In Usbekistan ist auch der einstmals oberste „Sowjet-Moslem" zu Hause, Mufti Babakhän - bis vor wenigen Jahren noch Babakhänov; doch legte der gewiefte Korangelehrte in weiser Voraussicht das ov bereits Anfang der achtziger Jahre ab. Mufti ist ein hoher religiöser Rang bei den Sunniten, entfernt vergleichbar dem eines Ajatollah bei den Schiiten. Die Ba-bakhäns - Vater und Sohn - genießen Ansehen in den arabischen Staaten, die sie häufig bereisen durften. Sie standen an der Spitze einer Handvoll von Sowjet-Moslems, die Moskau in den siebziger und achtziger Jahren gern auf Auslands-Toumee schickte, um der islamischen Welt zu demonstrieren, wie gut es den Moslems in der UdSSR ginge. Im eigenen Volk gelten die Babakhäns deshalb als KGB-Marionetten.

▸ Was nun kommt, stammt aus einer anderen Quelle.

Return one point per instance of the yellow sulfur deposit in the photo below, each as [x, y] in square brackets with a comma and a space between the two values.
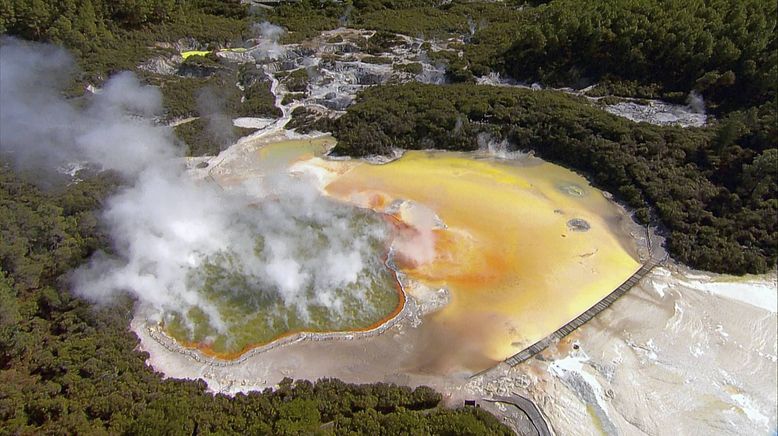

Was wird aus diesem Islam-Establishment? Werden Leute wie die Babakhäns als Kollaborateure vor Gericht gestellt oder können sie sich glaubhaft machen als Führer, die die ganze Zeit unter den ihnen auferlegten Beschränkungen gelitten haben?

Welche Alternativen gibt es in der islamischen Führung? Wie steht es um die jüngeren Imame, deren Studien bereits zu einer Zeit der Auflockerung und stärkerer Auslandskontakte abliefen, gleichzeitig aber auch perfektionierter Manipulierung durch das KGB? Woher soll eine neue Führung kommen, wenn sich hier das Stasi-Syndrom wiederholt und alles in einer allgemeinen Disqualifizie-rung endet?